Young child biking along with adults walking

The Minnesota Department of Transportation released its first Statewide Pedestrian System Plan on May 26 – a plan that provides policy and investment guidance to improve places where people walk across and along Minnesota highways.

[Photo by Minnesota DOT]

The plan identifies current priority areas for investments while laying out specific strategies to improve walking availability and accessibility statewide for the next 20 years.

“This plan provides an important framework and will help ensure we are meeting the needs and interests of people, today and into the future,” explained Minnesota DOT Commissioner Margaret Anderson Kelliher, who serves as chairperson of the AASHTO Committee on the Environment, in a statement.

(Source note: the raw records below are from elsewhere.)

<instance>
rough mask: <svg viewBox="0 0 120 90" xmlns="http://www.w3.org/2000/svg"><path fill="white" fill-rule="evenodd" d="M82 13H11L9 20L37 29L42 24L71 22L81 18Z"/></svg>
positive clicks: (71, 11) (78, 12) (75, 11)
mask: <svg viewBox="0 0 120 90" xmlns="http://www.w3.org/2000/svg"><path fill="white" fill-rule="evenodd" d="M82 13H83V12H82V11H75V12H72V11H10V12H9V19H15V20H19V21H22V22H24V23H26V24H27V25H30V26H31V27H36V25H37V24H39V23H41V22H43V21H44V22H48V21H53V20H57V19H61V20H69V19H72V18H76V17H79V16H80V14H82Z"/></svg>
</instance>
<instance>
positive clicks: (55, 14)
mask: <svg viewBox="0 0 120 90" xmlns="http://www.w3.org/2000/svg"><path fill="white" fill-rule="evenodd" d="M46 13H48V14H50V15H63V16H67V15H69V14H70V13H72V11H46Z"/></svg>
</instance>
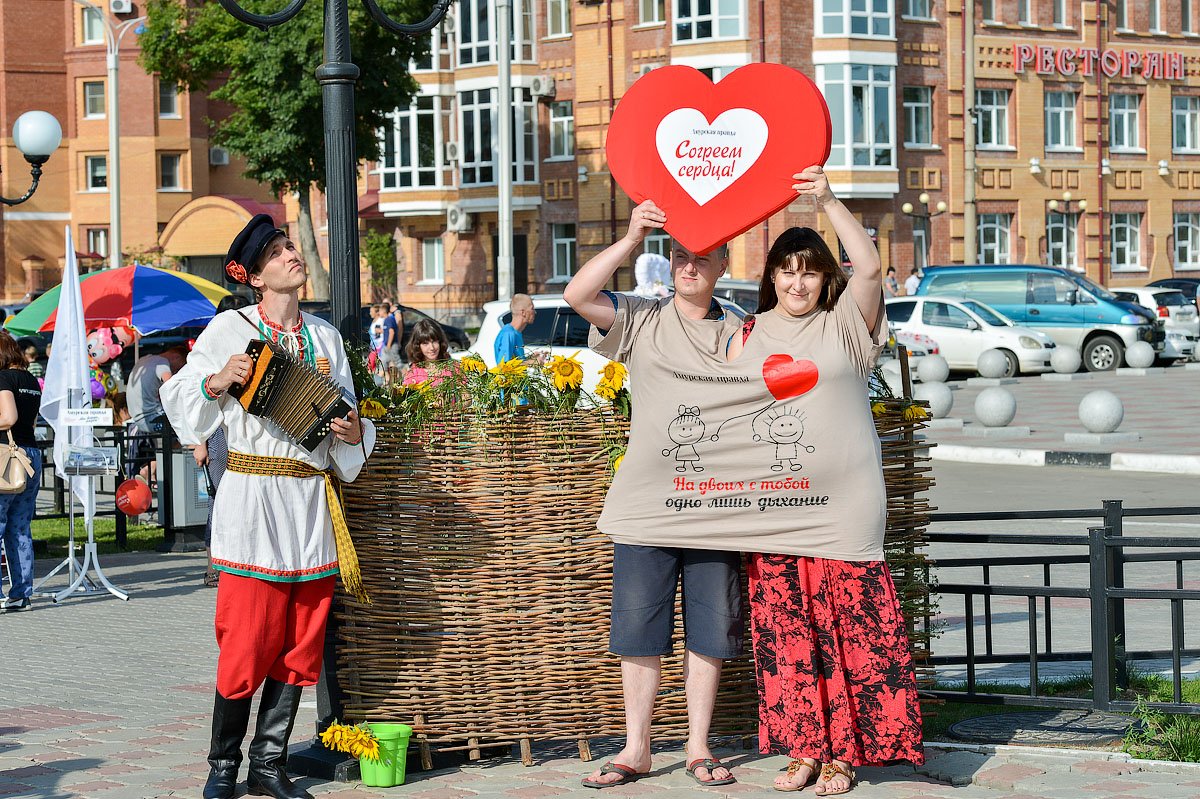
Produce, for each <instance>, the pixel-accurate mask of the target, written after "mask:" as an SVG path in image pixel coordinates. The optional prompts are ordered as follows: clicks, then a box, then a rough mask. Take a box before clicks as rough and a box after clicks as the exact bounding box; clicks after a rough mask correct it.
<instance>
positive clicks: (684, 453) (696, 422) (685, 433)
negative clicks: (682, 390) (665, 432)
mask: <svg viewBox="0 0 1200 799" xmlns="http://www.w3.org/2000/svg"><path fill="white" fill-rule="evenodd" d="M667 438H670V439H671V443H672V444H674V446H672V447H670V449H666V450H662V457H665V458H668V457H671V456H672V455H674V459H676V471H686V470H688V465H689V464H691V468H692V469H694V470H696V471H703V470H704V467H702V465H700V452H697V451H696V444H697V443H698V441H700V440H701V439H703V438H704V422H703V421H701V419H700V408H698V407H692V408H689V407H688V405H679V415H678V416H676V417H674V419H672V420H671V423H670V425H667Z"/></svg>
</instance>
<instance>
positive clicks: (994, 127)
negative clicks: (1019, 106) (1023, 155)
mask: <svg viewBox="0 0 1200 799" xmlns="http://www.w3.org/2000/svg"><path fill="white" fill-rule="evenodd" d="M1008 95H1009V91H1008V89H978V90H976V112H977V113H978V118H977V122H976V144H977V145H978V146H982V148H1007V146H1008Z"/></svg>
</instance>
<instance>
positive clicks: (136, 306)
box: [5, 264, 229, 336]
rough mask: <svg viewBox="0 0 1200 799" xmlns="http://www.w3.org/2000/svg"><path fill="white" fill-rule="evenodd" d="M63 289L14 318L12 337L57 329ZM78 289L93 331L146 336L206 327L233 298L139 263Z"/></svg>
mask: <svg viewBox="0 0 1200 799" xmlns="http://www.w3.org/2000/svg"><path fill="white" fill-rule="evenodd" d="M60 288H61V287H59V286H55V287H54V288H53V289H50V290H49V292H47V293H46V294H43V295H42V296H40V298H37V299H36V300H34V301H32V302H30V304H29V306H28V307H25V308H24V310H23V311H22V312H20V313H18V314H17V316H14V317H13V318H12V319H10V320H8V324H6V325H5V328H6V329H7V330H8V332H11V334H12V335H14V336H28V335H30V334H35V332H47V331H50V330H54V320H55V317H56V316H58V311H59V289H60ZM79 288H80V292H82V293H83V316H84V322H85V324H86V326H88V330H95V329H96V328H107V326H112V325H128V326H131V328H133V329H134V330H137V331H138V332H139V334H142V335H143V336H146V335H149V334H154V332H158V331H161V330H172V329H174V328H182V326H188V325H202V324H204V323H206V322H208V320H209V319H211V318H212V317H214V316H215V314H216V306H217V304H218V302H220V301H221V298H223V296H228V294H229V292H227V290H226V289H223V288H221V287H220V286H217V284H216V283H211V282H209V281H206V280H204V278H203V277H197V276H194V275H187V274H185V272H173V271H168V270H166V269H155V268H154V266H142V265H140V264H134V265H132V266H121V268H120V269H106V270H103V271H100V272H92V274H91V275H85V276H84V277H83V278H82V280H80V281H79Z"/></svg>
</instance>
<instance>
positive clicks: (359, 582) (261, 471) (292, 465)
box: [226, 451, 371, 605]
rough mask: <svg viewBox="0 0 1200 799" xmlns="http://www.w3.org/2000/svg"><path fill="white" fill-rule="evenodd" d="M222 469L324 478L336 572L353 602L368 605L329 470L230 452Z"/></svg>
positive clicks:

“Creating safe places for people to walk is essential to improving equity and mobility, addressing climate change, and ultimately providing a better quality of life for everyone,” she said.
Kelliher added that the agency’s Statewide Pedestrian System Plan offers policy direction, identifies investment need, and provides technical guidance to improve the state transportation system for people who walk. It also sets performance measures to track progress towards creating a better pedestrian system and identifies strategies to protect people walking from the effects of climate change.

The Minnesota DOT noted that work on its pedestrian plan begin in February 2019 and included two public engagement efforts that reached 2,700 people statewide. The agency also installed seven pedestrian safety demonstrations projects across Minnesota to highlight certain safety measures in action to the public.

“This plan helps [us] identify opportunities and implement the right strategies on projects to make walking safer and more convenient for all Minnesotans,” noted Tori Nill, director of Office of Transit and Active Transportation within the Minnesota DOT. “While the plan doesn’t tell us exactly what to do in every situation, it does provide the tools we need to make those decisions and make sure pedestrian safety is included on every highway project,” Nill said.